L’avenir incertain de la Genève internationale

Alors que le multilatéralisme vacille sous les coups des tensions géopolitiques, la Genève internationale s’interroge sur son avenir. Entre crise de confiance et besoin de réinvention, la “cité de la paix” cherche à préserver son rôle unique dans le monde.

Genève, carrefour historique du multilatéralisme. Mais pour combien de temps encore ? Longtemps symbole d’un monde qui coopère, la ville voit aujourd’hui son modèle fragilisé. La crise du multilatéralisme, nourrie par les rivalités entre grandes puissances et le retour du nationalisme, touche désormais le cœur de la Genève internationale.

Depuis le retour de Donald Trump à la Maison-Blanche, les institutions installées au bord du Léman affrontent une série de secousses : gels de financements, restructurations, licenciements. Les équilibres qui faisaient la force de Genève vacillent, menaçant tout un pan de l’économie locale.

« Genève a été un temps pressentie pour accueillir le siège des Nations unies au sortir de la Seconde Guerre mondiale », rappelle Pierre-Étienne Bourneuf, chercheur à l’Institut de hautes études internationales et du développement (IHEID). « C’est dire à quel point cette ville a incarné, dès le XXᵉ siècle, un idéal de gouvernance mondiale. »

Le tissu genevois, fait d’organisations internationales, d’ONG, de missions diplomatiques et de centres de recherche, représente près de 150 000 emplois et environ six milliards de francs de retombées économiques. Mais les menaces s’accumulent. « À la question “en cas de départ massif, suivriez-vous le mouvement ?”, 40 % des ONG et organisations internationales ont répondu oui », alerte Fabrice Eggly, directeur de la Fondation pour Genève. « C’est un grand danger : le risque d’un effet domino négatif est réel. »

La Genève internationale fonctionne comme une mécanique fine : chaque emploi direct en génère plusieurs autres dans l’hôtellerie, la restauration ou les services. « C’est un effet boule de neige positif », souligne Fabrice Eggly, « mais qui peut s’inverser brutalement. » Derrière les diplomates et les grandes institutions, c’est tout un écosystème (PME, travailleurs, commerces) qui pourrait être touché.

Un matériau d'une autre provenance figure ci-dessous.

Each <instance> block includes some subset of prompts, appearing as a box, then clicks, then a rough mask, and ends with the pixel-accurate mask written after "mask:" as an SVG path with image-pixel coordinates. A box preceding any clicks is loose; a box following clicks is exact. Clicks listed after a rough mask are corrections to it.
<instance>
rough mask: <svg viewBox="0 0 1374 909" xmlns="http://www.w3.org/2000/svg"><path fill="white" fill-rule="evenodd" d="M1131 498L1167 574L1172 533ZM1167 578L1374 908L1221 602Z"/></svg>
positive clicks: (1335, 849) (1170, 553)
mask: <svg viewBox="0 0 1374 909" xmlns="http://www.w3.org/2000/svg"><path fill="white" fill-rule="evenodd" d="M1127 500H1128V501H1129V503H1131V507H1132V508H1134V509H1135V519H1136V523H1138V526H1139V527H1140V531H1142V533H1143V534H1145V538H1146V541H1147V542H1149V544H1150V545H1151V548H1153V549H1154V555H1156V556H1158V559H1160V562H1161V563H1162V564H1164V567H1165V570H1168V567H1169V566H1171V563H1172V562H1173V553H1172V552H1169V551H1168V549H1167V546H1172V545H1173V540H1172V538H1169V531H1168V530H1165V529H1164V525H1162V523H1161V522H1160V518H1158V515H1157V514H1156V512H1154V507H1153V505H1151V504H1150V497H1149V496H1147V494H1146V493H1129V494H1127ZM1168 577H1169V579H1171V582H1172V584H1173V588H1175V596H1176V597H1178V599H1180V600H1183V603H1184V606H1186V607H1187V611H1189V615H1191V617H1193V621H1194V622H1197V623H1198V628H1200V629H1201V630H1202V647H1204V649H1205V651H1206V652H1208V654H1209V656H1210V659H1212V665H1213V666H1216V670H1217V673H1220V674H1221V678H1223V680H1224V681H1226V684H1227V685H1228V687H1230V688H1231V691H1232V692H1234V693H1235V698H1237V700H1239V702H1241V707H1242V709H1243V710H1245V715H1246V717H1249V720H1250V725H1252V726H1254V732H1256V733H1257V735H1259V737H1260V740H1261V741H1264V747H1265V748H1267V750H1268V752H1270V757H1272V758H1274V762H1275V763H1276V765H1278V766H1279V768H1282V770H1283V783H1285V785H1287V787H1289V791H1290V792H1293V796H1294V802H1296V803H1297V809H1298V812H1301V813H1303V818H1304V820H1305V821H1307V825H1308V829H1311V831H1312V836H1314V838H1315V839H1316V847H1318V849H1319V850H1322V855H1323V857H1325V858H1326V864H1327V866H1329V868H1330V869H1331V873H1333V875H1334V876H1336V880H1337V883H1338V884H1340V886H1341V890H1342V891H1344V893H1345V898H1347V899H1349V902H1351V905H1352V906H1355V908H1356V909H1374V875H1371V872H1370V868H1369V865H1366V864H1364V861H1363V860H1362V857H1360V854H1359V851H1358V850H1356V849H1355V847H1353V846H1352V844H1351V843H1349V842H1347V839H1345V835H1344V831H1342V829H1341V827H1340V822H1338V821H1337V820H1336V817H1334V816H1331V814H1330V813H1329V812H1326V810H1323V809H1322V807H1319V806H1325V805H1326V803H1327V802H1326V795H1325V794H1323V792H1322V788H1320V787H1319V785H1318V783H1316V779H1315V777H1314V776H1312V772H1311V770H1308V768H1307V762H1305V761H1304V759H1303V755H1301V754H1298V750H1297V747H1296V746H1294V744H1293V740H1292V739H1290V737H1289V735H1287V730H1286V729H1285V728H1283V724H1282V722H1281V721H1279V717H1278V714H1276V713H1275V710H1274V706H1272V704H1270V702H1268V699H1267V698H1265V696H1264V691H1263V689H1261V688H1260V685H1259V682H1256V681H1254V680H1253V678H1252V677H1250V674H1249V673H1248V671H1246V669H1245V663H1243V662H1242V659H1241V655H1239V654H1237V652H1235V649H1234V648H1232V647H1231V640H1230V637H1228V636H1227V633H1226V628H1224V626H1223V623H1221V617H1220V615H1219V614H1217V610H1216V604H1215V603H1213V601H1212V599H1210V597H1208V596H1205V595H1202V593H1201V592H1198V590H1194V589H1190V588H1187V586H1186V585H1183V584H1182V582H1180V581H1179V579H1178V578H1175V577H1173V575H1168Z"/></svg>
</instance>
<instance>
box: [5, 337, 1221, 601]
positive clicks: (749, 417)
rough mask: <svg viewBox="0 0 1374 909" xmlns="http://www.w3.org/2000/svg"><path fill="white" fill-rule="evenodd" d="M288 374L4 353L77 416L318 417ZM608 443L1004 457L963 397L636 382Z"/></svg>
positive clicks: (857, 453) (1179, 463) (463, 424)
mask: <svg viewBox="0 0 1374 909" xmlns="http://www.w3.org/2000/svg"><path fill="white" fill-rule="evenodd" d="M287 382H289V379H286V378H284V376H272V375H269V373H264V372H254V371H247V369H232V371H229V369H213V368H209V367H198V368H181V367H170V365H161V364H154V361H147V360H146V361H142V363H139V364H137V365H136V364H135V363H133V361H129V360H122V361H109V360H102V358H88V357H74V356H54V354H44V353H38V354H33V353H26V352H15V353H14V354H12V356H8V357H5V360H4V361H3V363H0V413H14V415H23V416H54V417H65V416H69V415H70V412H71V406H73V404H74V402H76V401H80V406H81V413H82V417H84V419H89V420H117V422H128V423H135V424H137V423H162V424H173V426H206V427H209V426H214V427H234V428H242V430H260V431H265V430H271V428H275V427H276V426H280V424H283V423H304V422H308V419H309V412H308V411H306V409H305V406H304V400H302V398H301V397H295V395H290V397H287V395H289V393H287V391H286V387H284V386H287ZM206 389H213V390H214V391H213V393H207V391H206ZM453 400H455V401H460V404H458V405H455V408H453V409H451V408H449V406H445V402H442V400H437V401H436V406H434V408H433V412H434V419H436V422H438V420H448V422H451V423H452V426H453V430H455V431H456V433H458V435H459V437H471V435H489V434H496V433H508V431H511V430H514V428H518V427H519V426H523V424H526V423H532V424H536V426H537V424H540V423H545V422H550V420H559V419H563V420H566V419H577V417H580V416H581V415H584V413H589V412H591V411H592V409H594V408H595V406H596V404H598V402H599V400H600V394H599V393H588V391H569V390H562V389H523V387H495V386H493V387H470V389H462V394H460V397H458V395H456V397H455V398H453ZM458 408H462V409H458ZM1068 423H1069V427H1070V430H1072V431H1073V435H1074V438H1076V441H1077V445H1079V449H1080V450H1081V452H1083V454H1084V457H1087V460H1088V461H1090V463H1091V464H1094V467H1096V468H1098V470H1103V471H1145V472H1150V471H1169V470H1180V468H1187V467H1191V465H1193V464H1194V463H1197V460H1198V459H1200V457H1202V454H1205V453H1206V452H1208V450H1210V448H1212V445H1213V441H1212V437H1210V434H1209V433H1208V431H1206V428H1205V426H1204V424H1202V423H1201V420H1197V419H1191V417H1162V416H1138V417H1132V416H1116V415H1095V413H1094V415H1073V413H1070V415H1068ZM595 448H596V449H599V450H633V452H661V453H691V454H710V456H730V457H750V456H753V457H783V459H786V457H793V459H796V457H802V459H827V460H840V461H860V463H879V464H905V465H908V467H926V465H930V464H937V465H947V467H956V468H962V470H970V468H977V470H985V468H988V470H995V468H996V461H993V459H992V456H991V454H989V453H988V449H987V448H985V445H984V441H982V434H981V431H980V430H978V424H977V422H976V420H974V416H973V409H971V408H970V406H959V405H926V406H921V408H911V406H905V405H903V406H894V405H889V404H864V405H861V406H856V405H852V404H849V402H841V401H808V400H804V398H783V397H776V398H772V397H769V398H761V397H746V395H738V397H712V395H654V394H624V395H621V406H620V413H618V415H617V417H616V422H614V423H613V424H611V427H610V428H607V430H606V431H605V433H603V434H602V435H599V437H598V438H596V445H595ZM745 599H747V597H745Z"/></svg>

Pour éviter ce scénario, les acteurs appellent à repenser la manière dont Genève incarne le multilatéralisme. « Le multilatéralisme doit se réinventer, mais Genève a tous les atouts pour rester sa capitale », estime Fabrice Eggly. Pierre-Étienne Bourneuf, lui, plaide pour un nouveau modèle de coopération : « Il faut penser la Genève internationale de demain : plus efficace, plus coordonnée, plus ouverte entre diplomates, privés et chercheurs. »

Entre inquiétude et optimisme, la ville tente de préserver sa vocation universelle. Si la tentation du repli gagne du terrain, Genève conserve un atout précieux : son histoire, sa neutralité, et un savoir-faire diplomatique que le monde, malgré tout, continue de lui envier.